«Serve tempo e più integrazione»
Tra gli stranieri di fede musulmana che vivono a Monfalcone c’è poca voglia di parlare della linea assunta dal sindaco Anna Cisint e dalla sua amministrazione sull’uso del velo da parte delle donne islamiche. Da un lato perché non si vuole creare frizioni inutili in un quadro politico rovesciato rispetto agli ultimi anni e dall’altro perché il provvedimento non viene alla fine ritenuto peggiorativo di quanto non sia già previsto dalla normativa nazionale.
C’è, però, anche chi ritiene sia più importante occuparsi di altri temi, a iniziare da quello del benessere e delle prospettive delle seconda generazione e quindi dei tanti ragazzi e ragazze nati in città. «Dopo trent’anni in Italia, mi rifiuto di commentare il provvedimento assunto dall’amministrazione comunale - afferma Bou Konate, già assessore comunale e attivo nel centro culturale islamico di via Duca d’Aosta -. Cerco di andare oltre e di occuparmi del futuro dei nostri figli. Le ragazze e i ragazzi figli di stranieri devono studiare e avere le stesse opportunità dei giovani di origine italiana e non immaginare per se stessi solo una vita come quella dei loro genitori, perché non vogliamo si riproducano in Italia le situazioni esistenti in altri Paesi europei».
Il diverso uso del velo, secondo Konate, dipende poi più da un fattore culturale che religioso. «Quindi ci vuole tempo e pazienza, perché i cambiamenti nella cultura delle persone non possono essere improvvisi - rileva -. Se così fosse, si rischierebbe piuttosto uno squilibrio in quelle persone e non una maggiore integrazione. I cambiamenti, inoltre, spesso sono frutto anche di battaglie e conquiste individuali, oltre che collettive. In Italia ci sono voluti decenni per arrivare al divorzio e al riconoscimento di altri diritti delle donne, ma sono stati raggiunti».
Secondo Konate, sarebbe in ogni caso preferibile creare occasioni di inclusione e non di divisione in un territorio che «continua ad avere bisogno degli immigrati, per l’industria e i servizi alla persona». «Si tratta, come nel resto d’Italia - aggiunge -, di persone giovani, che quindi pagano le tasse e i contributi previdenziali. Gli stranieri, quindi, sono “utili”, ma si dovrebbe estendere questa “utilità”, favorendo il senso di appartenenza a questo territorio e all’Italia».

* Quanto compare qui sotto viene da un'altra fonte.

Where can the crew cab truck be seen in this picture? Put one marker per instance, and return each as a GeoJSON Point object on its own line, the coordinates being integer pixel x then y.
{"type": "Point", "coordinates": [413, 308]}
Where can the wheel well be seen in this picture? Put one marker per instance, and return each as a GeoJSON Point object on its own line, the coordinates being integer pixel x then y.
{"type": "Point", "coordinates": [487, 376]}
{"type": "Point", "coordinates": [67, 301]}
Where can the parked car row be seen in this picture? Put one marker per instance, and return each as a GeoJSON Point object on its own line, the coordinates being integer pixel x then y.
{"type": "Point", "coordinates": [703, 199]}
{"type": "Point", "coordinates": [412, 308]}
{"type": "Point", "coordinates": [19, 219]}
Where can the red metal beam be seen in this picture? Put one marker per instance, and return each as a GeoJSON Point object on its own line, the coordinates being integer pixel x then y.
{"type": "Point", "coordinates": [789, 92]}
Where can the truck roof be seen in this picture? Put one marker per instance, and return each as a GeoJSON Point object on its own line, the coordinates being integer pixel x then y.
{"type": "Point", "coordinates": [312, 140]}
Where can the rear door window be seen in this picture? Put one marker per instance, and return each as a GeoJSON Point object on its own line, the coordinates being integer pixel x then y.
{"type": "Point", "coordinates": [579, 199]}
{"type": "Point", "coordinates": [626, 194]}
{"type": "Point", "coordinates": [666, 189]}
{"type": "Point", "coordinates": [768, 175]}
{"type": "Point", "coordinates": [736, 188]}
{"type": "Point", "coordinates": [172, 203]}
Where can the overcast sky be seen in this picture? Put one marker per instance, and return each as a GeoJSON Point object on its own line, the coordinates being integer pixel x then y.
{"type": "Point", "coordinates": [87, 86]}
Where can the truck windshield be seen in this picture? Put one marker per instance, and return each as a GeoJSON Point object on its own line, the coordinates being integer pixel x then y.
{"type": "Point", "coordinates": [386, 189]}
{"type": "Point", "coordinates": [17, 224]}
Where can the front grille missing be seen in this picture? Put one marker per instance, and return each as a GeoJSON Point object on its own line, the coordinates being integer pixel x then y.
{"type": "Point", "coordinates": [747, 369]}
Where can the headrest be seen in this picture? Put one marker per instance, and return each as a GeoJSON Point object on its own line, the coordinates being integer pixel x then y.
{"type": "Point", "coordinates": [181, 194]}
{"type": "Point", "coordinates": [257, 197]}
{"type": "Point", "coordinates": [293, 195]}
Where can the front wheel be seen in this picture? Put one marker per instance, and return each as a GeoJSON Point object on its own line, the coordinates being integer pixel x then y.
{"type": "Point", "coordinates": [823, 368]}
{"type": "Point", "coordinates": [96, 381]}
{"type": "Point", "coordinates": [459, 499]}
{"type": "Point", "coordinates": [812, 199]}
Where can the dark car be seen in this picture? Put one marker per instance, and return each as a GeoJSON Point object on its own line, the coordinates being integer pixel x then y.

Per Jahangir Sarkar, presidente dell’Associazione genitori del Bangladesh, l’amministrazione comunale ha «in parte ragione». «Negli uffici bisogna farsi riconoscere - afferma -. Va bene la religione, ma bisogna anche tenere conto delle questioni di sicurezza. Anch'io sono musulmano, ma certe questioni non c'entrano». Ci sarà, comunque, secondo Sarkar, che di recente ha in sostanza favorito l'incontro tra l’ambasciatore del Bangladesh a Roma e il sindaco Anna Cisint, l’esigenza di spiegazioni all’interno della comunità. Le posizioni politiche tra i circa duemila residenti originari del Paese asiatico (compresi i minori) sono comunque variegate, come pure ha diverse “gradazioni” la religiosità degli appartenenti alla comunità che in città ha come punti di riferimento i centri culturali islamici di via Duca d’Aosta e via Don Fanin, ma anche alcune associazioni. Un dibattito interno e di dialogo con la realtà monfalconese, al di là delle contrapposizioni politiche.